Nel caso di Reason, il film si è messo in moto con lo shock per i fatti di Una e più ancora di Dadri: i primi episodi punitivi ai danni di chiunque fosse ritenuto colpevole di consumo, utilizzo, e quindi decesso della mucca, da sempre ritenuta sacra per l’induismo – ma non al punto da giustificare la pubblica punizione dei ‘colpevoli’ a colpi di bastonate esemplarmente condivise sui social, come successe appunto a Una, sud del Gujarath, nel luglio 2016. Ed era già successa la storia di Dadri, linciaggio in piena regola: un’intera comunità tranquillamente co-esistita fino a pochi mesi prima, pur nella disparità numerica che in tutta l’India vede i musulmani in netta minoranza rispetto agli induisti, e che improvvisamente si avventa armata sul diverso-vicino, sospettato di consumare carne bovina. Le indagini appurarono poi che la carne effettivamente conservata nella dispensa di quel poveretto, era di montone. Il che non modifica le convinzioni di uno degli assassini ripreso in camera: “Falso, fake news… E comunque lui era mussulmano, quante volte avrà mangiato carne di mucca…» e solo poche immagini prima abbiamo contemplato lo scempio di quella casa, e i primi piani dei figli della vittima, le palpebre che si abbassano su ciò che gli occhi hanno visto, l’incredulità che nonostante tutto prevale sull’impulso di vendetta: «siamo sempre stati in pace, mio padre lavorava come fabbro, da lui venivano tutti, mai avuto un litigio…»

E già da prima gli assassinii per eliminare quelle poche voci coraggiose che, lontane dai riflettori, lavoravano per mitigare le sempre più immense disparità: il medico-attivista Narendra Dabholkar di cui abbiamo già detto, fatto secco nel 2013; il comunista scrittore Govind Pansare, nel 2015; e poi l’intellettuale M.M. Kalburgi, nel Karnataka, seguito due anni dopo dalla giornalista-attivista Gauri Lankesh. Tutti finiti nello stesso modo: una motoretta che si avvicina nella notte, un colpo secco di pistola, nessuna seria indagine, nel più sinistro giubilo sui social.

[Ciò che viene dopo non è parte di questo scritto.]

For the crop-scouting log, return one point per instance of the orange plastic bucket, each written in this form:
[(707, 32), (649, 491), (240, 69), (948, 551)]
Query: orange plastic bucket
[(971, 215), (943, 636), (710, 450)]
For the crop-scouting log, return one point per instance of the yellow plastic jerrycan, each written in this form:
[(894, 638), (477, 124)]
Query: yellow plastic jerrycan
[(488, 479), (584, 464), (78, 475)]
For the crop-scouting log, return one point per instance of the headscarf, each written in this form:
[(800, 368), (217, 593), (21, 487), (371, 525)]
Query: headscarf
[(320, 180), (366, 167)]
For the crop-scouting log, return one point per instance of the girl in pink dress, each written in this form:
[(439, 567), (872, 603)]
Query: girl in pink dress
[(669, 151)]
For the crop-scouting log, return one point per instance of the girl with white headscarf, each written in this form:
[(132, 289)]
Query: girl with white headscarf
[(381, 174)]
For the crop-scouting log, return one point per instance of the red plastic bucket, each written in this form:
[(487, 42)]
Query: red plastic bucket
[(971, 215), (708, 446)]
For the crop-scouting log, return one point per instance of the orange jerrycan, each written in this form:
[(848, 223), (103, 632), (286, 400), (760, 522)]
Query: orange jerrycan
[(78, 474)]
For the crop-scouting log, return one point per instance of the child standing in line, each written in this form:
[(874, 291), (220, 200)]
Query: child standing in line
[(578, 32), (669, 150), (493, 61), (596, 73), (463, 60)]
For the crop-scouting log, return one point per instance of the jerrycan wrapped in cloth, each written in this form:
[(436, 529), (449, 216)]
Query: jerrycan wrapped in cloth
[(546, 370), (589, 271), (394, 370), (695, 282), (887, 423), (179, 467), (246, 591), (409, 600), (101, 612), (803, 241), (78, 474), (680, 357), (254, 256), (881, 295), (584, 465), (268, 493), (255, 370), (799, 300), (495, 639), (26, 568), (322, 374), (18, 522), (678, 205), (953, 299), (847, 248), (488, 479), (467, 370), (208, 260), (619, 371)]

E a un certo punto scoppiano le università, già da tempo in affanno per il taglio di fondi, perché figurati se in India non conviene fare spazio al privato: business colossale. L’incidente scoppia ad Hyderabad per un episodio di esclusione, ai danni di un’esigua minoranza di studenti dalits che a prezzo di sacrifici immensi hanno avuto una borsa di dottorato, ma ahimè sono politicizzati, invisi alla maggioranza del campus che invece è zafferano, ovvero BJP. Tafferugli, misure punitive, ci scappa il suicidio di Rohit Vemula, la protesta dilaga anche a Delhi, disordini per mesi…

E molto, troppo, altro. Impossibile tentare di rendere su queste colonne la straordinarietà di questa esperienza immersiva nel cuore più incandescente dell’India di oggi, anche perché niente potrebbe valere la visione del film domani, allo spazio WeGil di Roma – e recuperabile anche, diviso in parti, su YouTube. Sperando che, sull’esempio davvero coraggioso di Asiatica, qualche altro Festival si decida a dedicare prima o poi una retrospettiva al lavoro di questo vero e proprio pioniere oltre che guruji del cinema documentario indiano che è senz’altro Anand Patwardhan. Sarebbe ora!